We argue here that it is time to change this practice and replace standard clinical TMS by personalized state-dependent TMS protocols. There are several approaches available to this end, including the combination of TMS with a simultaneously applied cognitive intervention (e.g., cognitive engagement) (24–26,54). Li et al. (81), for example, combined TMS over the DLPFC for the treatment of depression, with a computerized rostral ACC–engaging cognitive task. They revealed that this manipulation of patients’ cognitive brain state augmented the antidepressant effects to rTMS treatment with more reduction in total depression scores, more responders, and more remitters as compared with standard rTMS (81). Donse et al. (82) demonstrated high response and remission rates when simultaneously combining rTMS over right DLPFC with psychotherapy.

In addition to cognitive state–dependent interventions, EEG-informed or even EEG-triggered closed-loop TMS protocols are now available, capable of stimulating at particular amplitudes or phases of simultaneously recorded and analyzed EEG-indexed oscillatory states (83–85). Zrenner et al. (86) showed in 2020 that oscillatory state–dependent rTMS of the left DLPFC is feasible and capable of inducing fast neuromodulatory effects in patients with antidepressant-resistant depression. Our own group has also developed a user-friendly, hardware-software system for oscillatory state–dependent TMS neuromodulation (84), which allows the user to bring oscillatory state under experimental control using transcranial alternating current stimulation, and to then apply the TMS pulse at predetermined oscillatory parameters (phase or power) of the endogenous brain oscillations (84,85).

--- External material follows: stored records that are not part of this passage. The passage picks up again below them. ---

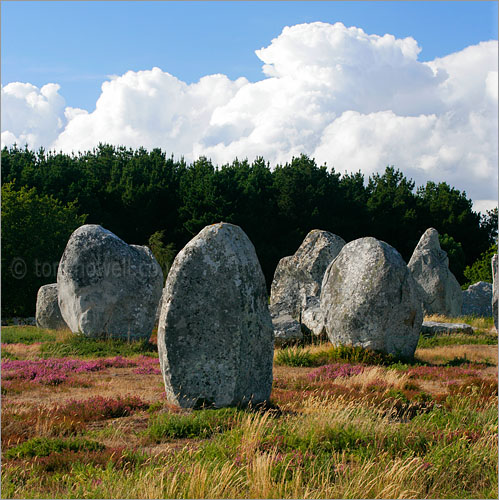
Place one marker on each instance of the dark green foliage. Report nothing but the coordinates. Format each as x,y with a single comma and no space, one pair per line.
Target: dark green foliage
25,335
294,356
459,339
164,253
300,356
42,447
455,254
147,197
78,345
35,230
357,354
481,269
201,424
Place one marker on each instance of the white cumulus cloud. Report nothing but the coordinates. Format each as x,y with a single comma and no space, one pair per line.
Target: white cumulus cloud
354,100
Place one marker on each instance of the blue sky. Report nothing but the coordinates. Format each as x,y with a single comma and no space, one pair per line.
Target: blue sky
355,85
77,44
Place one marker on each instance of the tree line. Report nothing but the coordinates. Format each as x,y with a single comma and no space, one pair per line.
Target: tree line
148,197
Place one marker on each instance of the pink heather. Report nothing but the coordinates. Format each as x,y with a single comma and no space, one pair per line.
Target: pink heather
54,371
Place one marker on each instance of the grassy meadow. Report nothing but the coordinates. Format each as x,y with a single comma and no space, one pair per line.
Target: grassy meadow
88,419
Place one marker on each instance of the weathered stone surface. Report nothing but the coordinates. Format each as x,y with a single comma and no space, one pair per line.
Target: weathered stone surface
215,337
477,300
106,287
298,278
312,317
495,292
439,288
430,328
286,330
48,314
158,310
370,299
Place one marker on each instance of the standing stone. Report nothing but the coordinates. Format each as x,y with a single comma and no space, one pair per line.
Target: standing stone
297,282
495,285
106,287
440,290
477,300
370,299
215,338
48,314
158,310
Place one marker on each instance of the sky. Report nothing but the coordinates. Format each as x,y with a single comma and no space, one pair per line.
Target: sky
356,85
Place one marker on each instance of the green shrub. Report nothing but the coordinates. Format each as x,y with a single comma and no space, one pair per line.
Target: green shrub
358,354
8,355
42,447
295,356
481,269
26,335
78,345
201,424
438,341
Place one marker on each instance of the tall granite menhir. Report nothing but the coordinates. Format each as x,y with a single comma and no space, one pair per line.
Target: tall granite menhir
370,299
48,314
106,287
215,338
439,288
495,289
296,287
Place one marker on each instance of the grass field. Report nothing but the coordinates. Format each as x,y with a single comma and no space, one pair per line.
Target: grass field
89,419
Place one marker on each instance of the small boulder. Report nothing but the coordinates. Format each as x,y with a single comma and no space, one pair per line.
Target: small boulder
215,337
286,330
48,314
477,300
106,287
431,328
370,299
440,290
495,286
158,310
298,278
312,317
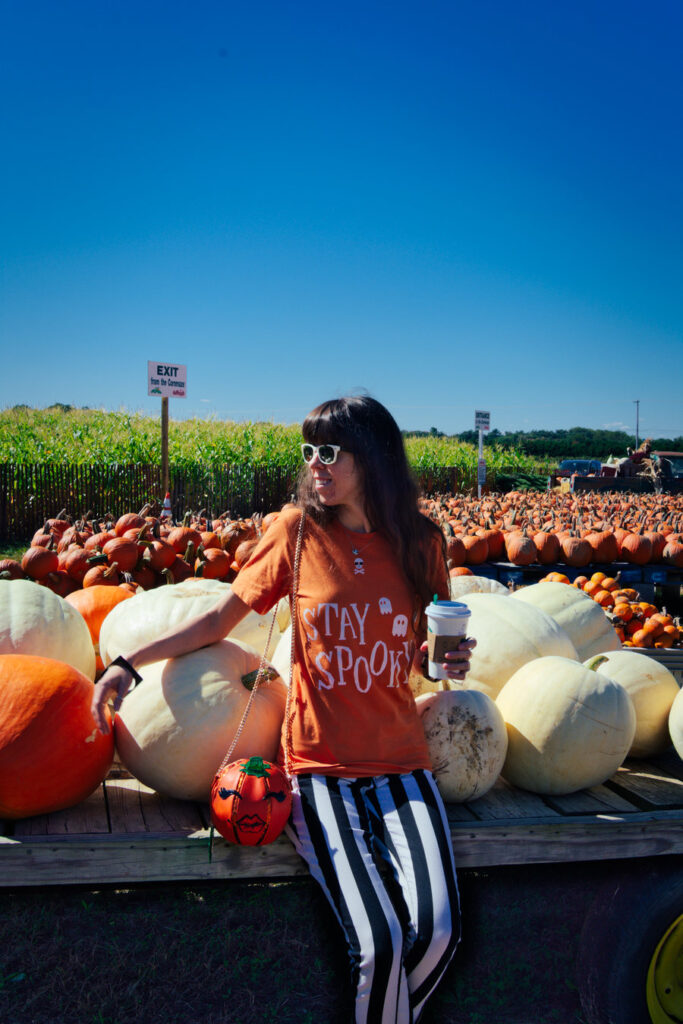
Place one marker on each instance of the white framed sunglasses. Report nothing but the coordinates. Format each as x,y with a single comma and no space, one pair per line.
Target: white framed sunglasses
328,454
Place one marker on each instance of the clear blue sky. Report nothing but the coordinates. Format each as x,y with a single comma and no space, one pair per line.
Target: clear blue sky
454,205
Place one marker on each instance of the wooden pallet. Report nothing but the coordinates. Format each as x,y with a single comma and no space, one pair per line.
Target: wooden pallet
126,833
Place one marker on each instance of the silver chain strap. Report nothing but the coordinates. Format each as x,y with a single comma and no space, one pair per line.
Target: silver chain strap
261,674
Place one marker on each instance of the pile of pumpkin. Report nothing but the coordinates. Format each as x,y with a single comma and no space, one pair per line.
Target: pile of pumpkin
135,550
551,527
552,701
638,624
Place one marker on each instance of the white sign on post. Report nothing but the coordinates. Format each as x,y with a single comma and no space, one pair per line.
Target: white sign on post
167,381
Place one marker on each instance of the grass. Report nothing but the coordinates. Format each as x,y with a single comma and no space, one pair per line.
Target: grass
243,953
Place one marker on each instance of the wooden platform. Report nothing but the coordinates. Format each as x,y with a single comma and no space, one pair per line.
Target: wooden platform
125,833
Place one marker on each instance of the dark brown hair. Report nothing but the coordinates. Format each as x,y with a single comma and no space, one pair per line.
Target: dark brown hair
365,427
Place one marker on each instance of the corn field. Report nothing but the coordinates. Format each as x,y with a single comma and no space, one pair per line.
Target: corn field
87,460
83,436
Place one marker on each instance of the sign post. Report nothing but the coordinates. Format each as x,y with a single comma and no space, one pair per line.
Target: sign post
166,380
481,423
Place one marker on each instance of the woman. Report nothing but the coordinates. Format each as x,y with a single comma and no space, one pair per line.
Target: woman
353,747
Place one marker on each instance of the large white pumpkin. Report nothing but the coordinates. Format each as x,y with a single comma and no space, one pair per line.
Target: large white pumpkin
652,688
156,611
174,729
568,727
461,586
676,723
467,740
35,621
509,634
584,621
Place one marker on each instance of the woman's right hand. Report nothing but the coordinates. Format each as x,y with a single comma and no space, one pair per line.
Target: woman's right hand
114,683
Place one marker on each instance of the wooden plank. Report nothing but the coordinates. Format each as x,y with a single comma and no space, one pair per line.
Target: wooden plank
135,808
88,817
647,785
459,812
594,801
503,801
153,857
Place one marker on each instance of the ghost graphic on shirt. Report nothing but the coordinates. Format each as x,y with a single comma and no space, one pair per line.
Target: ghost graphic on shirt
399,626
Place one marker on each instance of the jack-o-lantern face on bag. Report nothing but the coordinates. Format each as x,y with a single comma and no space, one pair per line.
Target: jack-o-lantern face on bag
251,801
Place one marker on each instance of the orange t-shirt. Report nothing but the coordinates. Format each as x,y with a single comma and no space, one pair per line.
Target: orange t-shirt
352,710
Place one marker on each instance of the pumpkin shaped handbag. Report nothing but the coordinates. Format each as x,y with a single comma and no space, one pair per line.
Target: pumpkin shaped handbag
251,799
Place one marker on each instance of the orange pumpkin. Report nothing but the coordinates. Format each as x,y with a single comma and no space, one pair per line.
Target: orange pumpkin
94,603
51,754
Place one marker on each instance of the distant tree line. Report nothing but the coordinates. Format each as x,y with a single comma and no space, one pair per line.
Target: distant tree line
579,442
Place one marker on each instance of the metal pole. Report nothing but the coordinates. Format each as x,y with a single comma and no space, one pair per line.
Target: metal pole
164,445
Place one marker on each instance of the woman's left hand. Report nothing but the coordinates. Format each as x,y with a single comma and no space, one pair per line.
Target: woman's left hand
457,663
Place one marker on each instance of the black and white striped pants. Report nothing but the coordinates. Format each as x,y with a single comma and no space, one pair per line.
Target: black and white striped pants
401,926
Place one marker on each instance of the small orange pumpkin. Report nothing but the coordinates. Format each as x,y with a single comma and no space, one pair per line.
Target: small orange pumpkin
51,753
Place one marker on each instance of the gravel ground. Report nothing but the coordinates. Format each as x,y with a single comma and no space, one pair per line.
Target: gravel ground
258,953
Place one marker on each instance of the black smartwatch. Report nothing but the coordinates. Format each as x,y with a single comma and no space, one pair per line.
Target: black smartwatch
123,664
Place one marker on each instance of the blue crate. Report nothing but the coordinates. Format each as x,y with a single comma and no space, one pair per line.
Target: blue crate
487,570
633,574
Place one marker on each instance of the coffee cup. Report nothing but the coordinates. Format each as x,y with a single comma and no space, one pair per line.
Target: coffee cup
446,627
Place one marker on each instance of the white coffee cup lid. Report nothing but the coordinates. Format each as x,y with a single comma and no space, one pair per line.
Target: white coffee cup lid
446,609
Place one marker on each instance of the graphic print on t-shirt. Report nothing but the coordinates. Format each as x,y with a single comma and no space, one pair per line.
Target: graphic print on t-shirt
341,652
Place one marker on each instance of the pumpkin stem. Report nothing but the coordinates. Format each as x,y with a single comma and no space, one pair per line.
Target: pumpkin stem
595,662
257,767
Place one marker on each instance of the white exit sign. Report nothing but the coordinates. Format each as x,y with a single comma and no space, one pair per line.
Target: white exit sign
167,380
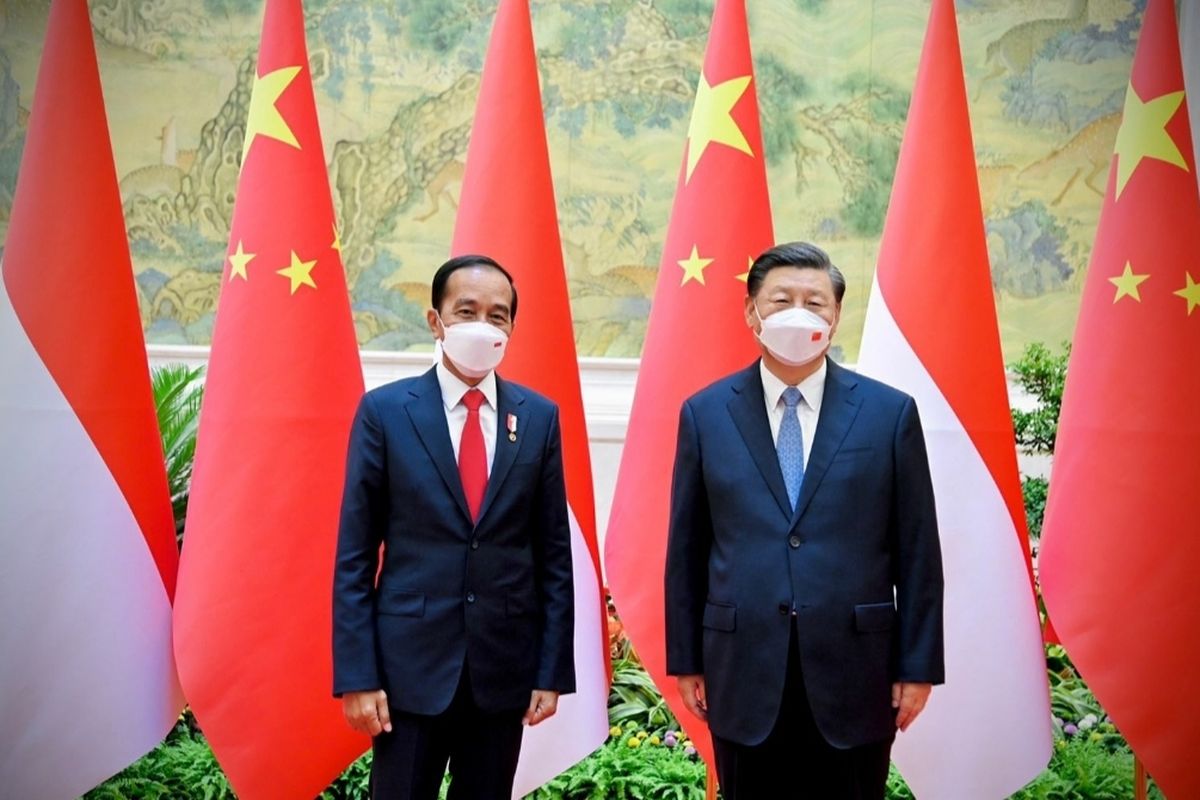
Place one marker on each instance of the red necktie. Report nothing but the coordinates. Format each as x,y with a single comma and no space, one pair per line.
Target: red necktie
473,455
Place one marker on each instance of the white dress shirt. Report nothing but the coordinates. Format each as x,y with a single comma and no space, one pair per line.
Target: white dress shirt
809,409
453,391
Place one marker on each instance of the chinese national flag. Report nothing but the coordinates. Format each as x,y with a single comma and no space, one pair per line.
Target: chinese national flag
508,211
253,609
696,334
1121,546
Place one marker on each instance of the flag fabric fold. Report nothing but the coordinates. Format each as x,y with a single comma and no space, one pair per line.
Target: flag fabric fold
508,211
1120,547
931,331
88,552
253,611
720,222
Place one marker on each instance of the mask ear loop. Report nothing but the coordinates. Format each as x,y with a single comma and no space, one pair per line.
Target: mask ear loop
437,342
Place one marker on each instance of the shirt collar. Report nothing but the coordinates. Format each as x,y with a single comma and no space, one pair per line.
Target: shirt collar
453,389
811,388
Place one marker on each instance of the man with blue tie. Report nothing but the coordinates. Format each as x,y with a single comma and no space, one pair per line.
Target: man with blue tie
803,573
465,629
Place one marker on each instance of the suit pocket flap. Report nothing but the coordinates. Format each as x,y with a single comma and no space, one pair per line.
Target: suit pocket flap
402,603
719,617
870,618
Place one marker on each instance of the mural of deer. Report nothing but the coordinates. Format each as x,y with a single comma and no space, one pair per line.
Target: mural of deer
1014,50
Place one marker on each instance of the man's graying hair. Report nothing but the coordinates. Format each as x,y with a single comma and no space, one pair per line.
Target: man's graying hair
796,254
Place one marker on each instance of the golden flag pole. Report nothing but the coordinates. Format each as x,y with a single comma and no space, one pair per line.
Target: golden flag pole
1139,780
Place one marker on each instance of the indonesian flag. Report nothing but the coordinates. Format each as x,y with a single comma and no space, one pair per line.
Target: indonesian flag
696,335
253,617
931,331
87,536
508,212
1121,543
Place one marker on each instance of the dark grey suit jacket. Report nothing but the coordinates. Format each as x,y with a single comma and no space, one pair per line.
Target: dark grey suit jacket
858,560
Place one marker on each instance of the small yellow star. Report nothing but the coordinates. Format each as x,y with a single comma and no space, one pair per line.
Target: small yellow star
712,120
1127,283
1191,293
238,263
745,276
694,268
1143,134
299,272
264,118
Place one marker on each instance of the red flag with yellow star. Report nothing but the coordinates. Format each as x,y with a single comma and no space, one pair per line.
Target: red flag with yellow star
1121,551
252,609
508,211
696,334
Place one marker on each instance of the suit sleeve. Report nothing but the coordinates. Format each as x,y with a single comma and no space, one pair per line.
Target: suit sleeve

Finally, priming or preconditioning TMS with a preceding tDCS (or rTMS) session could be a clinically powerful means to capitalize on the described processes of homeostatic plasticity, leading to more stable and consistent rTMS-induced neuroplastic changes within and between patients. In a meta-analysis, Brunoni et al. (87) indeed already concluded 5 years ago that the estimated relative ranking of effective TMS depression treatments suggests that priming rTMS may be among the most efficacious of all current rTMS strategies.

Still, none of these state-dependent TMS approaches listed above are widely accepted and/or adopted in clinical practice today. In fact, many clinicians focus solely on the best TMS protocol or the best parameters for stimulation, assuming that the state of the brain of their patients during TMS plays no role for the efficacy of the treatment. Clinicians even often introduce various ways of making patients most comfortable during the TMS sessions, allowing them to listen to music, watch a movie, or even fall asleep during TMS. It is vital to be aware that all of these different states could also affect the efficacy of TMS therapy. We cannot yet recommend which exact state is desired or should be avoided for a given TMS therapy (e.g., depression) in a given patient, but this will hopefully change in the next 5 years.